This is both a heart-breaking and heart-warming post about an unlikely alliance between atheists and evangelicals.
Regardless of how good and loyal a pet has been, come Rapture time, evangelicals just can’t take Fido with them. The good news is that an enterprising retired retail executive has assembled a team of moral, humane atheists who will be on hand throughout the Bible Belt and in 22 states to come to the rescue and see those pets through tribulation – and it only costs $110 for a ten year contract.
This venture, which is serious enough to be worthy of an article in Business Week, has already attracted over 100 clients.

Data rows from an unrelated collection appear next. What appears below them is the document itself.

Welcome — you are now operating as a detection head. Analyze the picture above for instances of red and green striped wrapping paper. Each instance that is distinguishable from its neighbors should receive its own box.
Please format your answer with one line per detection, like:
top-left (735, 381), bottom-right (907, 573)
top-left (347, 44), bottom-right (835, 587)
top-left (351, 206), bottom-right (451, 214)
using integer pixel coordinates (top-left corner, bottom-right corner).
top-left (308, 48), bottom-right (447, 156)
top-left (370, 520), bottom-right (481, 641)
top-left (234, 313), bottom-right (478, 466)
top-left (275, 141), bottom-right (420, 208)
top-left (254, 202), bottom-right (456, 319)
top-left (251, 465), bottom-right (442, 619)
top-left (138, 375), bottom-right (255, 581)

But the potential market is enormous, as between 20 million to 40 million bible-believing Christians apparently believe there will be a second coming in their lifetimes – and a lot of those folks have beloved pets.

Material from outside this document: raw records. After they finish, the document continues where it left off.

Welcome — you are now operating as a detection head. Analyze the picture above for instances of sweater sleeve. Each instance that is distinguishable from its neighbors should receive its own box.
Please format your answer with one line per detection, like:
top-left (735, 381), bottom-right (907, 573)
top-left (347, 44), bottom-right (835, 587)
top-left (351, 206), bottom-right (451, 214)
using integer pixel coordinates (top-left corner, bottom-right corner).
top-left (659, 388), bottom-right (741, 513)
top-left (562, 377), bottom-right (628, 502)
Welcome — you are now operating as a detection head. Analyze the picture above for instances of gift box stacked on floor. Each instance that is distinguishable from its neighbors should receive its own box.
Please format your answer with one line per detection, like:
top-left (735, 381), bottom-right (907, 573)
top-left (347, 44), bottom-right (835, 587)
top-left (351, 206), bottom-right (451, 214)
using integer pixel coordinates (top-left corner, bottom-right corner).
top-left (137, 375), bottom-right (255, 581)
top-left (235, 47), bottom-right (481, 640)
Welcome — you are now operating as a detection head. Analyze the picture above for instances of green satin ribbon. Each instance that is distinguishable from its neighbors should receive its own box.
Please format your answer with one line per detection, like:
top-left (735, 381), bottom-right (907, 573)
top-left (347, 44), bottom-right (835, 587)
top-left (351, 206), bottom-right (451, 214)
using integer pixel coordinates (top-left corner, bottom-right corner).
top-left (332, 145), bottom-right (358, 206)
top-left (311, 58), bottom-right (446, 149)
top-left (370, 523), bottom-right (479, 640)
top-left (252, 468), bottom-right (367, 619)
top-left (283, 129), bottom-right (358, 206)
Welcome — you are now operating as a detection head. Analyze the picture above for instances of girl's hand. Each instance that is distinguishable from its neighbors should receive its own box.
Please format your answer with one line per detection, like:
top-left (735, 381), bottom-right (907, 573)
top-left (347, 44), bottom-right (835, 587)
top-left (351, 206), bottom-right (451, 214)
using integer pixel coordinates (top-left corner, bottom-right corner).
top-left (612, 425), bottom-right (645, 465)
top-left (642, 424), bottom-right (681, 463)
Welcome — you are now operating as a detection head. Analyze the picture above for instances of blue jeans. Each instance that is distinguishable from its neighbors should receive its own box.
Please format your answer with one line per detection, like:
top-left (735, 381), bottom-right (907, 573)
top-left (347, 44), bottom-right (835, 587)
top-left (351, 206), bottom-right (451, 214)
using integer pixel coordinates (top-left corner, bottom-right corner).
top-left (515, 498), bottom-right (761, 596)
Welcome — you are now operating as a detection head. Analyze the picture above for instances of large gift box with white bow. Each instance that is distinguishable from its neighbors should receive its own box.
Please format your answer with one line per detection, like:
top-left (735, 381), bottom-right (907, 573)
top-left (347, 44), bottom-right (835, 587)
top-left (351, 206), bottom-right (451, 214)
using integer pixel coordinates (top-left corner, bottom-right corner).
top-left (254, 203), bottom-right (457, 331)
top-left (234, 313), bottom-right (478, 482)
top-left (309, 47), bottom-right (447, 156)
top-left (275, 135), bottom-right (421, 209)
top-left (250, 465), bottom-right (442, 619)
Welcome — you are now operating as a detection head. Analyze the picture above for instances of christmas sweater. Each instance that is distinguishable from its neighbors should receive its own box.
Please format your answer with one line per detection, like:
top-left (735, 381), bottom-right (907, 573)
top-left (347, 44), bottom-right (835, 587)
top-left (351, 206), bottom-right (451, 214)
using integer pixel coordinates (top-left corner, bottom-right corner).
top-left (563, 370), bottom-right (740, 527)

These atheist rescuers are top of the line. In addition to being serious, dedicated, moral and ethical animal lovers, the representatives of Eternal Earth-Bound Pets “must sign an affidavit to affirm their disbelief in God—and they must also clear a criminal background check.”

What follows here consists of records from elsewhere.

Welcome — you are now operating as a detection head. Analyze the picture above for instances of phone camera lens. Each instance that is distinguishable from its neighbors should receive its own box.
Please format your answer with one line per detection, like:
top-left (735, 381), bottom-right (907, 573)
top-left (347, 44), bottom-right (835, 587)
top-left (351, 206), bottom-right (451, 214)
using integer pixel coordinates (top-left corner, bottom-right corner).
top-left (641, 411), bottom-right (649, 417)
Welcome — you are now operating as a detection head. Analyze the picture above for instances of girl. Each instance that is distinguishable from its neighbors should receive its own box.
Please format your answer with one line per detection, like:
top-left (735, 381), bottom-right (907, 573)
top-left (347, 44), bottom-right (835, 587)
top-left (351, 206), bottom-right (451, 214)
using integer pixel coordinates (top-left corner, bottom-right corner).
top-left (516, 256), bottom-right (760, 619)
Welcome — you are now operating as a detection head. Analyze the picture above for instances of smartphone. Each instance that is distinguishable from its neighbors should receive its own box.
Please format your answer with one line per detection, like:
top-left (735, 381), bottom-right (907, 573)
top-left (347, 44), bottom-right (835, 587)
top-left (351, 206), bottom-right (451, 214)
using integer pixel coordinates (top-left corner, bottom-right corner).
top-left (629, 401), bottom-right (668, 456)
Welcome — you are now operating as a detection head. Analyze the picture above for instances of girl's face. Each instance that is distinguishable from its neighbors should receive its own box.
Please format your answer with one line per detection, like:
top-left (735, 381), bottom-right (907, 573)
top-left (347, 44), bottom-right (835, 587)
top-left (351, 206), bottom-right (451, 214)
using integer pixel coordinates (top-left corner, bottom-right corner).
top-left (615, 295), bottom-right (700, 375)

In addition, they must have the means to rescue and transport the animals in their charge.
But it gets better… A portion of the income generated from advertising on the Eternal Earth-Bound Pets site is contributed to community food shelves and food banks in Minnesota and New Hampshire.
Are these atheists God-fearing or what?
With responsible humanitarians like this walking the earth and offering peace of mind to rapture-ready souls and pets in distress, you would think that Dispensationalists could revise their theology a bit and give some selected and loyal atheists access to the pearly gates…and perhaps even let in a canine or two.